Le maréchal des logis tira sa montre.
«Vous pouvez, dit-il, prendre le train pour Paris à dix heures».
Et le lendemain, à midi, les voyageurs racontaient leur mésaventure dans la salle à manger chez Siron.
Robert Louis STEVENSON.
Traduit de l’Anglais par Lucien LEMAIRE.
NOTES
[1] Tout ce dernier paragraphe est une allusion directe à la répugnance de l’auteur pour la profession d’ingénieur que ses parents lui avaient fait embrasser. Il prit finalement la décision de la quitter, malgré l’opposition de toute sa famille, désolée de le voir abandonner une profession si respectable pour une carrière aussi aléatoire que celle des lettres. Heureusement l’évènement lui donna raison et ses parents n’eurent plus tard qu’à se réjouir de ses succès littéraires.

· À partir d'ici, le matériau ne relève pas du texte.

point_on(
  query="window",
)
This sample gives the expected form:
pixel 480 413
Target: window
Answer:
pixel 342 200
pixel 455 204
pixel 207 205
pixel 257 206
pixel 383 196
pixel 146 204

[2] Le figuier des Banians est un arbre de l’Inde sur lequel on recueille la gomme laque. Cet arbre a une façon extraordinaire de se propager; les branches qui en forment la cime émettent des pousses grêles qui descendent verticalement et s’allongent de plus en plus, jusqu’à ce qu’elles touchent le sol. Elles y prennent bientôt racine, grossissent et forment comme autant de colonnes qui soutiennent la tête de l’arbre. Le tronc de celui-ci peut périr sans que la cime meure, et de nouvelles colonnes s’ajoutent toujours aux anciennes. Il en résulte comme une petite forêt, provenant d’un seul tronc. On voit à Nerbuddah un figuier des pagodes qui occupe une surface de six à sept cents mètres de circonférence.
(Note du traducteur).
[3] Allusion à une poésie de Burns intitulée: «A une Marguerite de montagne,» dans laquelle il plaint le sort d’une marguerite qu’il a retournée et déracinée avec sa charrue. La pièce, très jolie, comprend 9 strophes de 6 vers chacune.
[4] Shakespeare. La nuit des rois. Scène IV. Acte II.
N. d. T.
[5] Georges Washington, qui força l’Angleterre à reconnaître l’indépendance des Etats-Unis.
N. d. T.
[6] Burns a été employé de l’accise ou régie en Ecosse.
[7] Mélange de bière anglaise; moitié stout, moitié pale-ale.
[8] Alcyoniens: apaisés, calmes. Mythologie. Jours alcyoniens. Chez les Grecs, les sept jours qui précédaient et les sept jours qui suivaient le solstice d’hiver, pendant lesquels l’alcyon était supposé faire son nid et couver ses œufs sur la mer, qui alors était calme. L’alcyon était le symbole de la paix et de la tranquillité.
[9] Rabbinique: veut dire primitif, intransigeant, dont les principes sont restés intacts, n’ont subi aucune altération, aucun adoucissement par le fait de raisonnements subtils.
[10] Le texte dit: car même à cette onzième heure, le Commissaire: allusion biblique à la parabole du bon pasteur dans laquelle les ouvriers engagés à la onzième heure reçurent la même rémunération que ceux engagés dès le commencement de la journée.